The Civil War is famed for its brutal battles, its men slain on fields throughout the eastern half of the United States. It’s also a war remembered for bringing destruction into families, too, pitting brothers against each other as they fought for opposing armies.
What hides within the stories of the Civil War, however, are the women who hid amongst the ranks of men — women who enlisted, fighting alongside their husbands, brothers, and the men of their regiment.
As many as 1,000 women took to the battlefield during the Civil War, enlisting in both the Confederate and Union armies throughout the war’s duration. They were clandestine soldiers, women who were not, according to military law and rule, allowed to sign up and fight for the nation of their choice.
Not a single citizen of the time held a driver’s license, a Social Security card, or any other identification. Only an alias was needed if one wanted to join the war efforts. As many citizens do during times of war, these women of the late 1800s wanted nothing more than to protect their homes, to fight alongside the brothers and husbands they loved, and to fight for what they believed was right.
Both the Union and Confederate armies featured fighters of both sexes, whether they realized it or not during the actual time of conflict.
To fool the men they were serving with — and the commanders who oversaw them — women donned disguises to mask their feminine features. No physical examinations were required to enlist; the women interested merely had to, of course, cut their hair short and wore traditional male clothing; they also went to lengths to conceal their womanhood by binding their chests and adopting the behaviors of their fellow soldiers.
While it was easy and simple to dress the part, the women in hiding often took up chewing tobacco, the gaits of their brethren, and the accents and attitudes of those in their regiment. The more a woman could assimilate, both appearance and attitude wise, the less their chance of being discovered.
If she could throw a solid, deadly punch like Sarah Rosetta Wakeman, a woman who enlisted as Pvt. Lyons Wakeman, she could win over her fellow men with her strength. Others, like Loreta Velazquez, donned disguises like a fake mustache to make their femininity increasingly believable.
How, exactly, was it that these brave female soldiers of the late 1800s were discovered? Some were found out by their superiors; their gender brought to the forefront when they fell victim to injury by the enemy.
Upon discovery, some were imprisoned; others, however, were simply sympathized with. For example, France Louisa Clayton enlisted into the Union army as Jack Williams alongside her husband as 1861. Although her husband died nearby her position on a Civil War battlefield, Clayton moved past his body and stepped even further into the battle to ensure she carried on the Confederate cause.
War also proved financially beneficial, as a woman disguised as a man in the army could make almost double that of the average housemaid of the time.

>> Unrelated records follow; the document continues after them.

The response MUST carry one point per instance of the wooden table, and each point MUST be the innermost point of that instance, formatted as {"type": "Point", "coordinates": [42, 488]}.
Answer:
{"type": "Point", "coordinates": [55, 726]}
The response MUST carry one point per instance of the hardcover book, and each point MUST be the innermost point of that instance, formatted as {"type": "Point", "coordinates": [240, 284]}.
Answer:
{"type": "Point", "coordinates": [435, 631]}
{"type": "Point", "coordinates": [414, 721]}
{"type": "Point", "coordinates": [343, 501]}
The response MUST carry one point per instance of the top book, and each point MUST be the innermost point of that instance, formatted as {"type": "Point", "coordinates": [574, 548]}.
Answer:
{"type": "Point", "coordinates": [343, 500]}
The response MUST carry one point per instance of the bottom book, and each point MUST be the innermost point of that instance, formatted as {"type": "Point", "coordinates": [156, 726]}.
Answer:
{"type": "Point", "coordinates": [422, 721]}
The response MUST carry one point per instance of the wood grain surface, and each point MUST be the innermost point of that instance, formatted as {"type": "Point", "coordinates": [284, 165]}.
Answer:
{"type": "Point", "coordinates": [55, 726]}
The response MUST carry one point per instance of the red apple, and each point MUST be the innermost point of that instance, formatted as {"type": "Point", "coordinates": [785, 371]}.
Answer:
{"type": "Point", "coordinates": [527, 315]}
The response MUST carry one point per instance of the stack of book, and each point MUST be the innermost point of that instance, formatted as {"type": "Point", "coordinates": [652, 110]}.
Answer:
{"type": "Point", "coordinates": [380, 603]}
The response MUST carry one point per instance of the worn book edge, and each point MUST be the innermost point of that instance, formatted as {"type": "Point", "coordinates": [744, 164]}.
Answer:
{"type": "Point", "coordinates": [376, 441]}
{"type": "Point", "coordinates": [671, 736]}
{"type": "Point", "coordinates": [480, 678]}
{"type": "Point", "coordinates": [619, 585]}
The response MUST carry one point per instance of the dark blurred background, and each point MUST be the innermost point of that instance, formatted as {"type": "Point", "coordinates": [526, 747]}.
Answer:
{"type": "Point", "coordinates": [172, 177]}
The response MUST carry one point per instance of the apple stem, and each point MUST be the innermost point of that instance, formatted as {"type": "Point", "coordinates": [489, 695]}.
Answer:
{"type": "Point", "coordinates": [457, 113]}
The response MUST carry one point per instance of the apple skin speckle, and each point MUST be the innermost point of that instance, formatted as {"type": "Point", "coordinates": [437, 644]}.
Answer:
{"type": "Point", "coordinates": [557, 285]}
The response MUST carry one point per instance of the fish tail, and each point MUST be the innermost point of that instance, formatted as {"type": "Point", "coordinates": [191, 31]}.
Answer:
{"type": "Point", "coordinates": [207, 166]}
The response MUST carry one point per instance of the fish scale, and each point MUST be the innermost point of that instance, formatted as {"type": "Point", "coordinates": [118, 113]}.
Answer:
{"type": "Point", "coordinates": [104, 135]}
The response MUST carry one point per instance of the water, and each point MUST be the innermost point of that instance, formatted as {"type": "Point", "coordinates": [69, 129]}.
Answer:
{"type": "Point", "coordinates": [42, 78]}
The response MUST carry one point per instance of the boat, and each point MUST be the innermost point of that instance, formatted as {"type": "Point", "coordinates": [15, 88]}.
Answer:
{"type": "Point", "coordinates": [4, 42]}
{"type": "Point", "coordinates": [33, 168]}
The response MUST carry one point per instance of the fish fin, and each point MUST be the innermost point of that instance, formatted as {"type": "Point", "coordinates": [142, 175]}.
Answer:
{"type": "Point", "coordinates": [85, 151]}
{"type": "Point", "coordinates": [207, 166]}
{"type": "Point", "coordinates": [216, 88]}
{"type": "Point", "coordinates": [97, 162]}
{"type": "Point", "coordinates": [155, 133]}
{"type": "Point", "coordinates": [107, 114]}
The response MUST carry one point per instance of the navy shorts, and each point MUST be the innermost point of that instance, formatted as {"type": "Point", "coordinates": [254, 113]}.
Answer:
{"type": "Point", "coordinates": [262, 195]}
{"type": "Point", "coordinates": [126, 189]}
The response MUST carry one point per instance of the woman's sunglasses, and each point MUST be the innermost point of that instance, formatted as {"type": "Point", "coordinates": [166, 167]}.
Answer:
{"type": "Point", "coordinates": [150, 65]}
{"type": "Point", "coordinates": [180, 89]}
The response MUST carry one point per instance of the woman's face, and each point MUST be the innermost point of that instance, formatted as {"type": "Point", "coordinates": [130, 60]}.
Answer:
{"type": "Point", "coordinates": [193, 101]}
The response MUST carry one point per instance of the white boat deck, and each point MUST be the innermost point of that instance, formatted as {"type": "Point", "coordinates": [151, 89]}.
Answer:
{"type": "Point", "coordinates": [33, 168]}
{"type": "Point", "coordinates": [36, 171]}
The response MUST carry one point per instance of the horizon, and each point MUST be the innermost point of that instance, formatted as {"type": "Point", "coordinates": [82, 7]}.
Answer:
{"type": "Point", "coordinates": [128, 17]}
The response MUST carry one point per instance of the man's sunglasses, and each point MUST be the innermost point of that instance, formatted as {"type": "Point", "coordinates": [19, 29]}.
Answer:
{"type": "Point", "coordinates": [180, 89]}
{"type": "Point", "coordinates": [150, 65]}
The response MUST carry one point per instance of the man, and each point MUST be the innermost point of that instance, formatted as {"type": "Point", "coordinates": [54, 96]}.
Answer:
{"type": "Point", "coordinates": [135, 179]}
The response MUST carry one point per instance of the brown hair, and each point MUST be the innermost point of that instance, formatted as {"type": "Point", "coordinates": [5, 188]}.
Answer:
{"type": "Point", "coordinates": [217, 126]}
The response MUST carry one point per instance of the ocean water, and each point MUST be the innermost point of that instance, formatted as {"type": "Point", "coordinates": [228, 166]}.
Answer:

So, how many women served under the cover of falsified manhood during the war? Additionally, an important clue to understanding just how many women enlisted during the years of the Civil War appeared in 1863, right in the midst of the conflict, when a burial site for Union soldiers was uncovered in Gettysburg, Pennsylvania.
This historic site revealed that women lay among the men preserved at the site, the bodies of women clothed in Confederate uniforms. This early discovery upon the battlefield itself indicated that the number of women hidden within Civil War army ranks was greater than anticipated. Unfortunately, because so many women had to enter the military in a clandestine manner, the exact number who served is unknown.
Many historians believe the number lies over 1000 female soldiers, all of whom made a difference within American history — ensconced in disguises and motivated to save their city or state, these women truly made an impact on the battles, whether remembered or not.